As I get out of the ultrasound room and get dressed, I am unable to focus.  It takes a few minutes to regroup.  Mechanically moving on to the CT-scan room, it occurs to me that the radiologist would hardly be able to specify whatever findings that he might have seen today as "malignant."  It is likely that those words I saw refer to my original diagnosis, since I was there for those scans as the patient with that diagnosis.  I reluctantly but cautiously feel my right breast and there is no distinct mass that I can discern.  Once again I tell myself that the radiologist could not have typed those words in.  There is no lump that I can feel.  Even if there was, he could not have determined the nature of whatever lump so precisely right then and there without a biopsy.  I carefully retrace the entire course of the examination.  He did not type much while examining the right breast.  I keep telling myself these things over and over like a mantra.  The more I think of it, the more I am convinced that it was my original diagnosis that probably has become my label.  Call it intuition or denial, it is good for now.  I should go with it, at least until I see my oncologist next week, although I am also carefully harboring that other possibility in one corner of my mind.  Yes, it is possible that he found something new today and wrote it down; I cannot rule that out.  I also know that something entirely different and unexpected may catch me by surprise, while I pore over what I saw on his computer screen.  As I sat in the waiting area in the CT-scan room, however, the fear gradually subsided even in my entangled mind.  Whatever it might be, if anything, there is nothing I can do but accept and deal with it.  For the rest of the day, I was able to put the fear aside.  For the rest of the day, I reminded myself of the resolution I had made to myself some time ago: I'll keep doing what I do for all the days I live, be they short or long.  In the hospital coffee shop, Martha Nussbaum's Poetic Justice keeps me good company.
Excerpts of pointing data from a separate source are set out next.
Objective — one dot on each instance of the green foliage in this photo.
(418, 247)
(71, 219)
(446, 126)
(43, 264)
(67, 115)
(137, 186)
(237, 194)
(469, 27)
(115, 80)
As I live in constant fear, I realize over and over that fear is not sustainable, long term.  Our mind is clever enough to manipulate itself out of this dreadful state of fear.  It will desperately come up with some way to wriggle out out of it.  It will think of something, some reason that would nullify it or counterbalance it, even though the fear never disappears completely.  Coloring my life as a constant flirtation with the sublime is one way of doing it.  Braving the naked fact that my death would ultimately cause only very little disturbance to the world is another.  Honestly, though, it is not necessarily death itself that I fear most.  It is beyond fearful for sure, the absolute finality of it; but I mainly understand it to be the return to the state before my birth, and seen that way extinction doesn't seem so horrible.  It is the slow yet certain, incapacitating and painful, course of dying occasioned by difficult illnesses that I fear most.  Any one and every one will share this fear.  The difference is that my first-hand experience of cancer treatment lets this fear have a stronger and more real grip on me.  Picking things apart like this and becoming more aware of the nature of my own fear, however, doesn't help much.  Who could control her fate and choose the mode of her death?  Living with this shadow of death, this helplessness, this ultimate lack of choice, must be the essence of life; facing mortality is the burden of living itself that any conscious person should bear.  It is just that this burden is so very vividly felt in my daily life.  Perhaps I should be proud that I am living the essence of life, right in the very thick of it.  So there.  I repeat to myself: I'll keep doing what I do for all the days I live, be they short or long.  It is simple self-hypnosis, yet a surprisingly soothing therapy.  To keep doing what I do for all the days I live may not amount to much, but it certainly would be the best I could do and not the easiest, either.  Being able to go through with it would be something, at least to me, and finding out that I could would be a priceless solace.